Oscar is the first health insurance company built around a full stack technology platform and a focus on serving our members. We started Oscar in 2012 to create the kind of health insurance company we would want for ourselves—one that behaves like a doctor in the family.

About the role

The SIU Investigator (Senior Analyst) primary purpose is to investigate change in aberrant behavior observed in claims and enrollment data. You will work independently to analyze data, and manage investigative caseload from identification through to resolution including overpayment recovery, measuring behavior change and completing necessary reporting to meet monetary and case load targets through investigations and internal process improvements– which should, at least initially, increase year-over-year – for FWA recoupments and savings.

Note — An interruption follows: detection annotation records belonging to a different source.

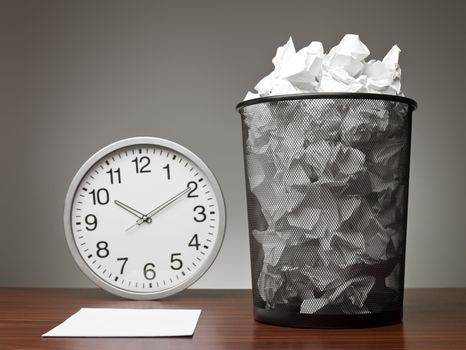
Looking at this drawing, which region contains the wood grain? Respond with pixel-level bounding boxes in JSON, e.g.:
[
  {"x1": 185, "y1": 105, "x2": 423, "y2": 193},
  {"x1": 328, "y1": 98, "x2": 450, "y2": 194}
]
[{"x1": 0, "y1": 288, "x2": 466, "y2": 350}]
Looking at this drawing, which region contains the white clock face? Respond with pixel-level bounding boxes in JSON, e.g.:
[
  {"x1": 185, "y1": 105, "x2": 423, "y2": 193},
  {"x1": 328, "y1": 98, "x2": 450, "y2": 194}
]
[{"x1": 65, "y1": 138, "x2": 225, "y2": 299}]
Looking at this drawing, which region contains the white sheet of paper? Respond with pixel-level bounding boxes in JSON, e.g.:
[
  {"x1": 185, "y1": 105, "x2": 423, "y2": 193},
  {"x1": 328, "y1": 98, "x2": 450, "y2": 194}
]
[{"x1": 42, "y1": 308, "x2": 201, "y2": 337}]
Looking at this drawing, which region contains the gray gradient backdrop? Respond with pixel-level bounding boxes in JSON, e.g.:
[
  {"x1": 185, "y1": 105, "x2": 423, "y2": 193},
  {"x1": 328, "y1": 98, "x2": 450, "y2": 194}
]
[{"x1": 0, "y1": 0, "x2": 466, "y2": 288}]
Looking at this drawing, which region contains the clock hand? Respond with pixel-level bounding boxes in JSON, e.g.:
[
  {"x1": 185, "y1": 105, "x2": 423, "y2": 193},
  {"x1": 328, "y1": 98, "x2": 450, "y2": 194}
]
[
  {"x1": 114, "y1": 200, "x2": 152, "y2": 223},
  {"x1": 126, "y1": 186, "x2": 191, "y2": 231}
]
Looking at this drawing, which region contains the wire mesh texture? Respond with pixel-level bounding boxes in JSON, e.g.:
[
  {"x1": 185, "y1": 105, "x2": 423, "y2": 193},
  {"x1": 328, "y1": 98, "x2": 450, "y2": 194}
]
[{"x1": 238, "y1": 95, "x2": 415, "y2": 315}]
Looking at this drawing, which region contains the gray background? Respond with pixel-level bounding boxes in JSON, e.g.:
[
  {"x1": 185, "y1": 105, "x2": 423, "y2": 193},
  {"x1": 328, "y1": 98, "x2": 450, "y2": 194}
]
[{"x1": 0, "y1": 0, "x2": 466, "y2": 288}]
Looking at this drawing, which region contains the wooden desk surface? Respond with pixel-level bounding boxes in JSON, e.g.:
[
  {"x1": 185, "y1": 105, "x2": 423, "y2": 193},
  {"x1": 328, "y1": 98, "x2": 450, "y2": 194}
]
[{"x1": 0, "y1": 288, "x2": 466, "y2": 350}]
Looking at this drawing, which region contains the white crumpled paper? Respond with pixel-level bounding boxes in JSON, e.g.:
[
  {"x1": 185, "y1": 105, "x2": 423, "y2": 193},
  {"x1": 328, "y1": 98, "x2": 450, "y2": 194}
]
[{"x1": 244, "y1": 34, "x2": 402, "y2": 100}]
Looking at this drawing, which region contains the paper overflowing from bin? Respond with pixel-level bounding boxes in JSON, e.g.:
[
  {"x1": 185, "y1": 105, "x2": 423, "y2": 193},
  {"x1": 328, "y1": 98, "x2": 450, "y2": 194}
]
[
  {"x1": 245, "y1": 34, "x2": 402, "y2": 100},
  {"x1": 240, "y1": 98, "x2": 409, "y2": 314}
]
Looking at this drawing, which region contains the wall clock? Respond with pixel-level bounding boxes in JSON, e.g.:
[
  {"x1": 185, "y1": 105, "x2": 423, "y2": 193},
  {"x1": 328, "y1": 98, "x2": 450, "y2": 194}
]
[{"x1": 64, "y1": 137, "x2": 226, "y2": 300}]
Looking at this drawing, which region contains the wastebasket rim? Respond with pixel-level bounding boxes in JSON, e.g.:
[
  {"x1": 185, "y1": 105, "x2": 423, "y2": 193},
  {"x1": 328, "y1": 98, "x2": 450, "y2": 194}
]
[{"x1": 236, "y1": 92, "x2": 417, "y2": 110}]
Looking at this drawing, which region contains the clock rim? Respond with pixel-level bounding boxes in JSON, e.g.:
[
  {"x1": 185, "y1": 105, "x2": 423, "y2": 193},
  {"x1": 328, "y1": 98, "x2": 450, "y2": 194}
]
[{"x1": 63, "y1": 136, "x2": 226, "y2": 300}]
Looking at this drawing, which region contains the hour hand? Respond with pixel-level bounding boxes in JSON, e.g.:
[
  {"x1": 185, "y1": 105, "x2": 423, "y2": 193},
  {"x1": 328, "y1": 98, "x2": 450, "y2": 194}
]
[{"x1": 115, "y1": 200, "x2": 146, "y2": 220}]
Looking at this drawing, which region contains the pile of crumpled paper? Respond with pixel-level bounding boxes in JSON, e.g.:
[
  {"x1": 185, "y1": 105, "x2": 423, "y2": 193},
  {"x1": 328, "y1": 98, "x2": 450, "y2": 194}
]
[
  {"x1": 240, "y1": 35, "x2": 409, "y2": 314},
  {"x1": 245, "y1": 34, "x2": 401, "y2": 100}
]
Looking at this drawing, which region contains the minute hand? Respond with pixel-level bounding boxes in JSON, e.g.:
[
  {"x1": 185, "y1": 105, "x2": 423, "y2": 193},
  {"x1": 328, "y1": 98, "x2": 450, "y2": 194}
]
[{"x1": 137, "y1": 187, "x2": 191, "y2": 225}]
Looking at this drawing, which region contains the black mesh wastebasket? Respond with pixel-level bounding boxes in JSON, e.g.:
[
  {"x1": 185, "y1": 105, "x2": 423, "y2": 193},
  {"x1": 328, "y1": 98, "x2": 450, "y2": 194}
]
[{"x1": 237, "y1": 93, "x2": 417, "y2": 328}]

You will report to the Senior Investigator, SIU.

Work Location: 

Oscar is a blended work culture where everyone, regardless of work type or location, feels connected to their teammates, our culture and our mission. 

If you live within commutable distance to our New York City office ( in Hudson Square), our Tempe office (off the 101 at University Ave), or our Los Angeles office (in Marina Del Rey), you will be expected to come into the office at least two days each week. Otherwise, this is a remote / work-from-home role.  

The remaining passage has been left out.